Infarctus: ces facteurs qui expliquent pourquoi le risque est bien plus élevé à Noël

Une étude a mis en évidence le risque accru de crises cardiaques le jour du réveillon de Noël.

Les risques d'infarctus sont plus élevé durant les fêtes de fin d'année.
Les risques d'infarctus sont plus élevé durant les fêtes de fin d'année. ©Shutterstock

Si la période des fêtes de fin d'année est synonyme de joie et bien souvent de repas à rallonge, elle met également notre corps à rude épreuve. En effet, une hausse du nombre d'infarctus du myocarde pendant les fêtes de Noël a été observée. Une récente étude réalisée par une équipe de chercheurs suédois l'a confirmé. Leurs résultats ont d'ailleurs été publiés dans le British Medical Journal.

Le 12 décembre dernier, l’American Heart Association publiait également une étude selon laquelle davantage de personnes sont victimes d’une crise cardiaque ou d’un accident vasculaire en décembre. Un pic a même été constaté le jour de Noël, c’est-à-dire le 24 décembre. Une consommation excessive de sel, d’aliments gras et d’alcool lors de ces festivités expose en effet notre organisme à un risque accru de crises cardiaques.

À ces facteurs de risques peuvent s’ajouter un stress important, qui peut être joyeux ou malheureux, mais aussi un lien avec le grand froid. On pense notamment à la course aux cadeaux, la fatigue accumulée pendant l’année et tous les préparatifs pour les festivités à venir. D’après les experts, cette hausse n’est pas majeure, mais reste quand même significative.

Les personnes âgées et diabétiques les plus à risque

S’il n’existe pas une multitude d’études sur le sujet, les cardiologues estiment qu’il y a un risque, de l’ordre de 10 à 15 % en plus de faire un infarctus pendant les fêtes de fin d’année.

La ligue cardiologique belge rappelle que notre comportement quotidien cumulé à certaines petites anomalies de notre état de santé augmentent la probabilité d’être victime d’un problème cardiovasculaire.

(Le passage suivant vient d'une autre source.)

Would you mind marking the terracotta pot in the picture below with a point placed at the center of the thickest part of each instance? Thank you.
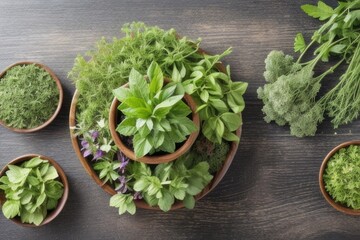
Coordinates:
(326, 195)
(141, 203)
(153, 159)
(61, 96)
(62, 177)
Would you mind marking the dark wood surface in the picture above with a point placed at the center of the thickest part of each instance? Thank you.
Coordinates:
(270, 191)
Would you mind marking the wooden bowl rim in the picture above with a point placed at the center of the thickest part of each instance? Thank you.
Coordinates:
(62, 176)
(141, 203)
(61, 97)
(113, 113)
(323, 166)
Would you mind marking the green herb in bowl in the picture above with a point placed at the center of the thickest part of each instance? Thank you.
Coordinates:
(30, 97)
(33, 190)
(339, 178)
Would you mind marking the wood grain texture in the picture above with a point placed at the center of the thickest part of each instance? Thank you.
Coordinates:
(271, 189)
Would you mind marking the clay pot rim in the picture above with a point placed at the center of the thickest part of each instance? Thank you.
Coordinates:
(62, 177)
(157, 159)
(326, 195)
(141, 203)
(61, 97)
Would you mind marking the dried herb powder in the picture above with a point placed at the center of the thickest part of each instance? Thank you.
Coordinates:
(342, 176)
(28, 96)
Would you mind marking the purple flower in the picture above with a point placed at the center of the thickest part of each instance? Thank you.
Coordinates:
(87, 153)
(137, 196)
(85, 144)
(99, 153)
(123, 161)
(94, 135)
(122, 188)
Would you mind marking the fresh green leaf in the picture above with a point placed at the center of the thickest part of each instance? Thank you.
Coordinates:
(299, 44)
(17, 174)
(156, 78)
(321, 11)
(11, 208)
(232, 121)
(189, 201)
(50, 174)
(127, 127)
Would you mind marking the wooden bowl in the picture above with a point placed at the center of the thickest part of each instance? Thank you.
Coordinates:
(141, 203)
(52, 214)
(326, 195)
(61, 96)
(153, 159)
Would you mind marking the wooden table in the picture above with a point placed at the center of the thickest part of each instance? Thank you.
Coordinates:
(271, 190)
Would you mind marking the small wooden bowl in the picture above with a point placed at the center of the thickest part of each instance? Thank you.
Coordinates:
(141, 203)
(61, 96)
(326, 195)
(52, 214)
(154, 159)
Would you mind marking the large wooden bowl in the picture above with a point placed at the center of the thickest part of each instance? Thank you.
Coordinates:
(52, 214)
(141, 203)
(61, 96)
(326, 195)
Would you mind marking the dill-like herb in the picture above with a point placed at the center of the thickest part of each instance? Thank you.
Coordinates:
(28, 96)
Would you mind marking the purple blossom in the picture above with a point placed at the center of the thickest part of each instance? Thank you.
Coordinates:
(137, 196)
(87, 153)
(122, 188)
(85, 144)
(123, 161)
(94, 134)
(99, 153)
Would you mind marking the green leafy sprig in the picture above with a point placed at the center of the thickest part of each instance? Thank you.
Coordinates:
(342, 176)
(31, 190)
(168, 182)
(155, 116)
(28, 96)
(290, 95)
(109, 66)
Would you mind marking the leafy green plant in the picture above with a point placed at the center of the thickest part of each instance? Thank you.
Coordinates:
(31, 190)
(214, 154)
(342, 176)
(155, 116)
(290, 95)
(220, 100)
(168, 182)
(109, 66)
(28, 96)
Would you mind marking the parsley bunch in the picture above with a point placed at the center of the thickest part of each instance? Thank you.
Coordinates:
(290, 95)
(342, 176)
(28, 96)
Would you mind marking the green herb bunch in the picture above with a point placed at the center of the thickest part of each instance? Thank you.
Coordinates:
(168, 182)
(218, 98)
(342, 176)
(214, 154)
(31, 190)
(109, 65)
(290, 95)
(28, 96)
(155, 116)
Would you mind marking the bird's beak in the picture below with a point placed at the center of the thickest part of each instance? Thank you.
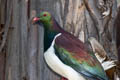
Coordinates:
(35, 20)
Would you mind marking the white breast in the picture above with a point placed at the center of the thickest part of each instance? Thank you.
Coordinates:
(58, 66)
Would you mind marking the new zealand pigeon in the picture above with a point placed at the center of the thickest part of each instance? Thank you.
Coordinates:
(66, 54)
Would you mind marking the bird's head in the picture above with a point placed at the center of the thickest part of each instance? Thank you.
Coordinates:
(43, 17)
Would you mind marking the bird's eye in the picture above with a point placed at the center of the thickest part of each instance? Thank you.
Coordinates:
(45, 15)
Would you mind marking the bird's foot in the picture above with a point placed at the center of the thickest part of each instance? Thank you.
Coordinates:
(63, 78)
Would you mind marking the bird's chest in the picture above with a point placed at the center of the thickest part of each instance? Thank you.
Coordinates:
(59, 67)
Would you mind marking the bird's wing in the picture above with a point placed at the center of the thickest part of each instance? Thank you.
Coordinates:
(72, 52)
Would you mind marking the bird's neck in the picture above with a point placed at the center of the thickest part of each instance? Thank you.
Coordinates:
(50, 31)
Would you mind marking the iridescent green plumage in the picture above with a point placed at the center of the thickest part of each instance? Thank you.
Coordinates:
(70, 50)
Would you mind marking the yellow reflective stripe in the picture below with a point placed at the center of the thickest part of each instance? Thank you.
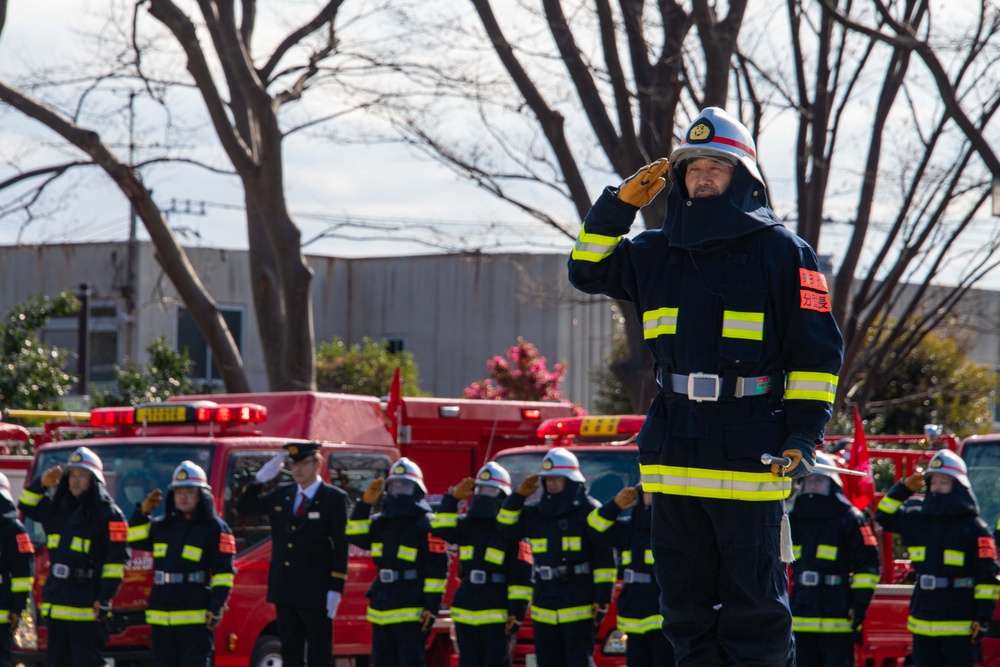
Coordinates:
(803, 385)
(704, 483)
(745, 325)
(478, 616)
(593, 247)
(139, 532)
(515, 592)
(889, 505)
(30, 498)
(953, 557)
(938, 628)
(820, 624)
(508, 517)
(659, 322)
(826, 551)
(598, 522)
(358, 527)
(392, 616)
(640, 626)
(182, 617)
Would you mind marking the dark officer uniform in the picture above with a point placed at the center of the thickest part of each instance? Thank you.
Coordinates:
(87, 539)
(309, 559)
(954, 558)
(835, 571)
(495, 572)
(193, 572)
(736, 314)
(638, 603)
(17, 567)
(412, 566)
(572, 572)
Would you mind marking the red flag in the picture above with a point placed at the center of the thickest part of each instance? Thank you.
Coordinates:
(393, 404)
(861, 490)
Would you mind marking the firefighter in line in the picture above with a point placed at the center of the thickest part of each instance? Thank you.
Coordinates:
(308, 568)
(638, 603)
(87, 538)
(736, 314)
(835, 571)
(17, 567)
(574, 576)
(495, 572)
(193, 551)
(954, 559)
(412, 564)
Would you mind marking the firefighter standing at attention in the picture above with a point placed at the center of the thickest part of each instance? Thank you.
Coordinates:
(954, 559)
(736, 314)
(495, 571)
(574, 576)
(638, 603)
(193, 553)
(412, 564)
(87, 538)
(835, 571)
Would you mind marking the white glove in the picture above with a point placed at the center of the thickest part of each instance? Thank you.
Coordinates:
(332, 602)
(271, 469)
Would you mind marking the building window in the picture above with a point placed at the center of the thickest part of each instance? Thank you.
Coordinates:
(189, 339)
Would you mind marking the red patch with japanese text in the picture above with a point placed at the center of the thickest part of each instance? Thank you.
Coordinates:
(118, 531)
(814, 301)
(24, 544)
(987, 548)
(227, 543)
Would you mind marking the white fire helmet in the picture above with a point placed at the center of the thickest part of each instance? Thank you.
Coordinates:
(189, 474)
(560, 462)
(85, 459)
(947, 462)
(716, 134)
(495, 475)
(404, 468)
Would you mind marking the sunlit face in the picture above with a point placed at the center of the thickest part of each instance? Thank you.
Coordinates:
(707, 177)
(79, 481)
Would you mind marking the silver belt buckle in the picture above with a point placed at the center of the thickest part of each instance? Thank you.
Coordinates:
(700, 380)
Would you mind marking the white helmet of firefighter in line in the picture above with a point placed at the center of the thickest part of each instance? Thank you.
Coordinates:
(560, 462)
(716, 134)
(404, 468)
(495, 475)
(86, 459)
(947, 462)
(189, 474)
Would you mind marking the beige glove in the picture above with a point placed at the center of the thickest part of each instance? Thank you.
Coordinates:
(152, 501)
(626, 498)
(641, 187)
(373, 492)
(51, 476)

Et parmi les facteurs de risque, on retrouve le tabagisme, l'hypertension, le cholestérol, le manque d'exercice, l'obésité, le diabète et l'alimentation. "En dépit des indéniables progrès de la médecine, les maladies cardiovasculaires restent le fléau numéro un en Belgique, responsables annuellement de plus du tiers des décès. Et dans 10 % des cas, ces décès frappent des sujets de moins de 65 ans", conclut-elle.